This chapter describes the logical and physical concepts that apply to the Data Division. In addition, this chapter presents the general formats for all Data Division entries and clauses, describes their basic elements, and lists rules of use.
The Data Division defines the data processed by your COBOL program in both physical and logical terms. It also specifies whether the data is contained in files, a database, Oracle CDD/Repository, or is developed only for local use in your program.
The File and Report Sections of your program define data contained in files. A file description, sort-merge file description, or report file description entry creates a logical structure, or file connector, that refers to the physical file. It also can contain clauses that define physical file characteristics. A file description or sort-merge file description entry must be associated with at least one record description entry. A record description entry is a set of one or more data description entries, organized in a hierarchical structure which logically defines a set of related data within the file. The data description entries specify all the data used in your program. You logically define the record hierarchy by the level numbers you use for the data description entries (or entry) within the record description entry. Your logical link to a record or to a field in a record is the data-name you assign in a corresponding data description entry. The clauses in a data description entry also specify physical data attributes, such as storage format and initial values.
A report description entry must be associated with a report group description, which specifies both the logical hierarchy of data in the report and the data's physical attributes.
A screen description entry describes a video form or a portion of a video form.
The Working-Storage and Linkage Sections also contain data description entries, which describe characteristics of data developed for use in your program.
The following sections explain in more detail how a COBOL program
specifies physical and logical characteristics.

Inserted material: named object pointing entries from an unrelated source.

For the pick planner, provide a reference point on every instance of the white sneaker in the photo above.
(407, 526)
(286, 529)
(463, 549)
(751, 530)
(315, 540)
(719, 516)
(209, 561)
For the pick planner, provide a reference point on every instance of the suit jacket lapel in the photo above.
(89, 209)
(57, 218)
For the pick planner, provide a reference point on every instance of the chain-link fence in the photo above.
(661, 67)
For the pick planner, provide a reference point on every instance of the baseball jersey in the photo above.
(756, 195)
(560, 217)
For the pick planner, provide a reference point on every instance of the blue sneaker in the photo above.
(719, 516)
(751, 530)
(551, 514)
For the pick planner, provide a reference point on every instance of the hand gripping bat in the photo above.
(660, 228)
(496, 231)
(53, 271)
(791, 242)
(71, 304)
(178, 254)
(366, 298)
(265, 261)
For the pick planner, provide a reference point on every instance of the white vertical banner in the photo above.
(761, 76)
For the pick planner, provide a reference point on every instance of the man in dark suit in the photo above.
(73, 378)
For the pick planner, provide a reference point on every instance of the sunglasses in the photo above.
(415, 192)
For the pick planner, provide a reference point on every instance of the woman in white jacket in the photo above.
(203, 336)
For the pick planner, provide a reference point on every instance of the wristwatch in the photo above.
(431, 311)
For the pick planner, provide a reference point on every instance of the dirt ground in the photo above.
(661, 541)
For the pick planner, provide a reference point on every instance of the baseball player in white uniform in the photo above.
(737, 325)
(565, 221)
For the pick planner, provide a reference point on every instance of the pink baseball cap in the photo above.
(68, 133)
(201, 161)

Additionally, the
following sections describe how record descriptions impose logical
structures on data, and how the physical attributes of data affect the
way data is stored and manipulated.
5.1 Logical Concepts of Data Storage
Because a record description is a logical, rather than a physical structure, a program can define more than one record description for the same data. However, this redefinition does not mean that the physical data changes in any way. Multiple record descriptions for the same data all apply to one physical data unit on the file medium.

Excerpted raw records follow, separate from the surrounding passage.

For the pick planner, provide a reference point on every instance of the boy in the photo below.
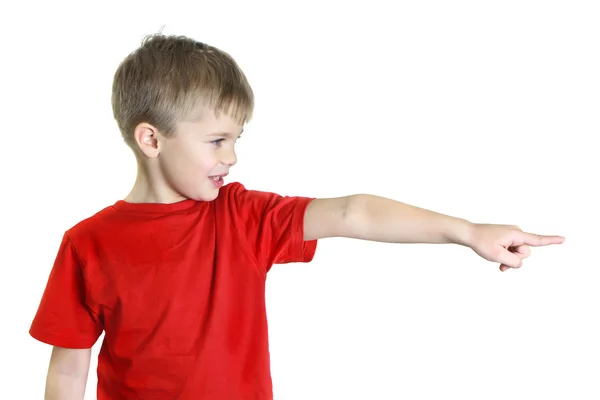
(174, 274)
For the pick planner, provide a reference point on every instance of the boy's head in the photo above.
(181, 105)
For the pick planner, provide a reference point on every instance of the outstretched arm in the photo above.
(380, 219)
(67, 374)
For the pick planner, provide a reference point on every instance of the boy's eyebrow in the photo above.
(225, 134)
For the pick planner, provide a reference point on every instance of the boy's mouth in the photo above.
(217, 180)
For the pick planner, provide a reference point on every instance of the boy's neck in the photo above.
(151, 187)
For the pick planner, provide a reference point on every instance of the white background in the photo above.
(479, 109)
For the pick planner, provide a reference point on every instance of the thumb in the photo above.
(507, 259)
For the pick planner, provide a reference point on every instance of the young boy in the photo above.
(174, 274)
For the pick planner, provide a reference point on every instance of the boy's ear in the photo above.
(146, 137)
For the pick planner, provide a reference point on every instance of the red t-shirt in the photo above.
(179, 291)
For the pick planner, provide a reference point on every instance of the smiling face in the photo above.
(192, 163)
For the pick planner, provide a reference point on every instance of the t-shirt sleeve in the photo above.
(273, 225)
(63, 319)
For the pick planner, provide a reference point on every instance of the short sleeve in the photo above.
(273, 225)
(62, 318)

When you refer to a data-name in a Procedure Division statement, you are referring to a logical unit, either a logical record or a logical subset of that record. When your COBOL source statements execute, the logical units to which they refer are mapped to physical units on media. The logical units are then manipulated according to their physical attributes.
The correspondence between a logical record and a physical record is not necessarily a one-to-one correspondence. The term physical record applies to a data unit that is media dependent and defined by the I/O system. On OpenVMS Alpha systems, the I/O system is called OpenVMS Record Management Services (RMS). A logical record may correspond to one physical record, either alone or grouped with other logical records. Or, on disk, a logical record may need more than one physical record to contain it.
Several COBOL clauses (in the Environment and Data Divisions) describe the relationships between logical records and physical records. Programs can then access data as logical entities with little regard to the physical data definitions that the I/O system requires.
During program execution, data transfer between the program and a
physical record can involve translation if the SELECT clause contains a
5.1.1 Record Description Entries
Logical records do not have to be subdivided; however, they often are. Subdivision can continue for each of the record's parts, allowing progressively more detailed data definition.
The basic subdivision of a record is the elementary data item (or elementary item), which you define by specifying a PICTURE clause (except for COMP-1 or COMP-2). As the term implies, elementary items are never subdivided. A logical record consists of one or more sets of elementary items, or is itself an elementary item.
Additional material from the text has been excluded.